Родители привозят в Саммерхилл девочку — лгунью, воровку и злюку. Они вручают мне длинное описание ее прегрешений. Было бы роковой ошибкой с моей стороны дать ребенку понять, что мне все о ней рассказали. Я должен подождать, пока эта информация поступит от самой девочки, выявится из ее поведения по отношению ко мне и другим в школе.
Много лет назад у меня был очень трудный ребенок. Его родители настаивали на обследовании у психиатра, так что я повез его к известному доктору на Харли-стрит. С полчаса я рассказывал специалисту все, что знал об этом случае, а затем мы позвали мальчика. «Мистер Нилл говорит, что ты очень плохой мальчик». Такова была его версия психотерапии.
Тысячи раз приходилось мне встречаться с подобным неправильным и невежественным обращением с детьми. «Что-то ты маловат для своего возраста», — приветствует гость мальчика, испытывающего комплекс неполноценности в связи с ростом.
Другой посетитель спрашивает у девочки: «Твоя сестра очень умная, правда?» Искусство обращения с детьми можно определить как знание того, чего не следует говорить.
В то же время необходимо показывать ребенку, что ему не удалось вас обмануть. Бесполезно просто позволить продолжать красть ваши марки, надо всякий раз давать ребенку понять, что вы знаете об этом. Однако совершенно непозволительно говорить: «Твоя мать предупреждала меня, что ты воруешь марки». Совсем другое дело заметить: «Я знаю, что ты взял мои марки».

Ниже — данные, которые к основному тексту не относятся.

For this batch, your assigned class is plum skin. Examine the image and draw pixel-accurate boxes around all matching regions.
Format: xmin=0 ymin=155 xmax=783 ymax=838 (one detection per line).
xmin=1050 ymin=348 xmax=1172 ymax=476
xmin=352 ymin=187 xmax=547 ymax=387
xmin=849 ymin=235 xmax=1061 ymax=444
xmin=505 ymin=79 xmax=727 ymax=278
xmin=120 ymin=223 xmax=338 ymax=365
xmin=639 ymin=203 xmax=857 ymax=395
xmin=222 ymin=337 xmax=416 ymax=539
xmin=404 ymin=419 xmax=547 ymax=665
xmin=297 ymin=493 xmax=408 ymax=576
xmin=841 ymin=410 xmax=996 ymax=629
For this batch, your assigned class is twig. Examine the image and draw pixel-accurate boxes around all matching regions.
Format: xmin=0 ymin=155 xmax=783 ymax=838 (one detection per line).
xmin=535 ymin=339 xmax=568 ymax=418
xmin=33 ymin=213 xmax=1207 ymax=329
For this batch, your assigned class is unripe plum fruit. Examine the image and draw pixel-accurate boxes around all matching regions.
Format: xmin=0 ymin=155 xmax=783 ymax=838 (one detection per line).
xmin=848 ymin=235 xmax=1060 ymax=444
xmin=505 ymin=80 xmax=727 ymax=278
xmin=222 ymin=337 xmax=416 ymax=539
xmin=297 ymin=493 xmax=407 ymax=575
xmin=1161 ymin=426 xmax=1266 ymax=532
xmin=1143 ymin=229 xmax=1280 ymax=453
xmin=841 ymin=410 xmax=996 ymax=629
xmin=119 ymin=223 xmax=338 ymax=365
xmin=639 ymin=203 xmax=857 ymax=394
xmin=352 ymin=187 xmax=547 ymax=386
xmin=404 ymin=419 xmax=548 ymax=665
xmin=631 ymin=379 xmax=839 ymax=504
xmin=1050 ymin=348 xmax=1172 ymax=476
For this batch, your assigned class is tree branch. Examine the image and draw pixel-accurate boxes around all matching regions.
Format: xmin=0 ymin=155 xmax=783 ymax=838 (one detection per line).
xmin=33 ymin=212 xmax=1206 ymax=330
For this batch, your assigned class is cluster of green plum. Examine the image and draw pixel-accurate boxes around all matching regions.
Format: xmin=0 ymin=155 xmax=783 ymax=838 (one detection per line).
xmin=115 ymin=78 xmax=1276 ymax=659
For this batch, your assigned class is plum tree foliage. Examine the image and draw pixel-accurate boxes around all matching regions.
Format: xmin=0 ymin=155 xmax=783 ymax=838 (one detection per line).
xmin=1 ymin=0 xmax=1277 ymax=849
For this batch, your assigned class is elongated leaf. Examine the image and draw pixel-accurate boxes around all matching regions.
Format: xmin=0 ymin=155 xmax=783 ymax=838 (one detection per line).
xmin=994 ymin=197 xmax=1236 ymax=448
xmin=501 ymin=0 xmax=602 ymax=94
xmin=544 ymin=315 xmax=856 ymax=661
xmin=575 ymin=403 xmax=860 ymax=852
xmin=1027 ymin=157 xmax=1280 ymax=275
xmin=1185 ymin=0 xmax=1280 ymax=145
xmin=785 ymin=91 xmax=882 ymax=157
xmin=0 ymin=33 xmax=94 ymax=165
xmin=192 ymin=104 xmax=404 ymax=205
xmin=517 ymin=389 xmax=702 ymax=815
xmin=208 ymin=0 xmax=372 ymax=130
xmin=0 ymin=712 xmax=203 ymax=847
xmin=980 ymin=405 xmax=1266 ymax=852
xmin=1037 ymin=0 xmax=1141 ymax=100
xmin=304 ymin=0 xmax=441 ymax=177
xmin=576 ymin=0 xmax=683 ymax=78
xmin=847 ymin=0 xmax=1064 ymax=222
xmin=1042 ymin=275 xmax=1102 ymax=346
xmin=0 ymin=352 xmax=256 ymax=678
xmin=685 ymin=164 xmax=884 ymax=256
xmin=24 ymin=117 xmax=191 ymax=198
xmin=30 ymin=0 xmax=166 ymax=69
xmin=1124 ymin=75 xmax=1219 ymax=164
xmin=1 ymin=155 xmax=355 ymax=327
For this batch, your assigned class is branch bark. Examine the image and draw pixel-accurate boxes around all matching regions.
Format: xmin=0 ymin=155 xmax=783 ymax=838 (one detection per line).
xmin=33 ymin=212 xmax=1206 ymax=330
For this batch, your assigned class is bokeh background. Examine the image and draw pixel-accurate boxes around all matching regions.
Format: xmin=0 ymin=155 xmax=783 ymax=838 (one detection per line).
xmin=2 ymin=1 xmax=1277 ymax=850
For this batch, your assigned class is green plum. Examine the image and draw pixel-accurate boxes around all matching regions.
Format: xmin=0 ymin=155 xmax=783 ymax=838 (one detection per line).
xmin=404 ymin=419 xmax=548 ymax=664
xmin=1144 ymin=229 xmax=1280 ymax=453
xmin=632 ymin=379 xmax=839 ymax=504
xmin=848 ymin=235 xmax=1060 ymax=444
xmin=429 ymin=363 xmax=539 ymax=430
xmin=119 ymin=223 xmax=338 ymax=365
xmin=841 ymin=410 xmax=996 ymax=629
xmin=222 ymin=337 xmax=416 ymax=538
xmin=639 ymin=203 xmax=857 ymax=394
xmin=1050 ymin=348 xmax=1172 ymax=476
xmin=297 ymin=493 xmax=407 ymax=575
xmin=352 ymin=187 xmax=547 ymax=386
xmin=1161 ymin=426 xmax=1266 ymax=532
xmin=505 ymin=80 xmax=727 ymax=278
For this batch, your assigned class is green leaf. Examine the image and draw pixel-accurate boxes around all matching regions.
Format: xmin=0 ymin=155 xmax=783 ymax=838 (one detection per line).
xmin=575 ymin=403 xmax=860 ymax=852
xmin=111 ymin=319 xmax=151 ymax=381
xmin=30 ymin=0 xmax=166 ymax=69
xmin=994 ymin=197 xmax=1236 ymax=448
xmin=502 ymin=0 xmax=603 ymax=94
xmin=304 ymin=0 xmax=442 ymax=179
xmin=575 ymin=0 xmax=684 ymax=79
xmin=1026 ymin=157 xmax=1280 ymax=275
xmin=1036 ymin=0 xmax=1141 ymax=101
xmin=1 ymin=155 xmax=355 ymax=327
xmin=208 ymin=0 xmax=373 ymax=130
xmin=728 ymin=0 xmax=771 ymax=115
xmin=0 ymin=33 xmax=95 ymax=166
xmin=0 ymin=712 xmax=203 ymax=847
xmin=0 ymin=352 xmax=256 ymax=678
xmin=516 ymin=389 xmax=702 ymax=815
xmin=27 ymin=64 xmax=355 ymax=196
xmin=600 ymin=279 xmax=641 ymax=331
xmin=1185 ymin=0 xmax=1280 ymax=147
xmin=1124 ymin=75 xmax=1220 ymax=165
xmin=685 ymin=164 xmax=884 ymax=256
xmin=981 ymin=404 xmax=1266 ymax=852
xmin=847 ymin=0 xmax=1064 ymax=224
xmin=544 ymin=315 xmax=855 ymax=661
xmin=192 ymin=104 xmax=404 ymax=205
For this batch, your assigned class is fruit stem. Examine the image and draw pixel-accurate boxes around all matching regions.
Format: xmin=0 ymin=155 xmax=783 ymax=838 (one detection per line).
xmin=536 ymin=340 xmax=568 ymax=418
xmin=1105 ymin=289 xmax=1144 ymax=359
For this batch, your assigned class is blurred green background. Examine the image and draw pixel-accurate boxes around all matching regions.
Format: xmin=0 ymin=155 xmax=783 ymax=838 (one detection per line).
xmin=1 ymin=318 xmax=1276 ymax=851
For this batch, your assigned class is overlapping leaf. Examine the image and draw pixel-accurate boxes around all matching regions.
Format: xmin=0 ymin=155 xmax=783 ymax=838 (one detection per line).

Я всегда немного нервничаю, когда пишу родителям, опасаясь, что они могут оставить мое письмо где-нибудь на виду и ребенок наткнется на него, когда приедет домой на каникулы. Более того, я боюсь, что они могут написать своим детям что-нибудь вроде: «Нилл говорит, что ты не ходишь на занятия и вообще в этом семестре от тебя одни неприятности». Если бы такое случилось, ребенок навсегда потерял бы доверие ко мне. Так что обычно я стараюсь рассказывать родителям как можно меньше, если только не уверен, что они заслуживают абсолютного доверия.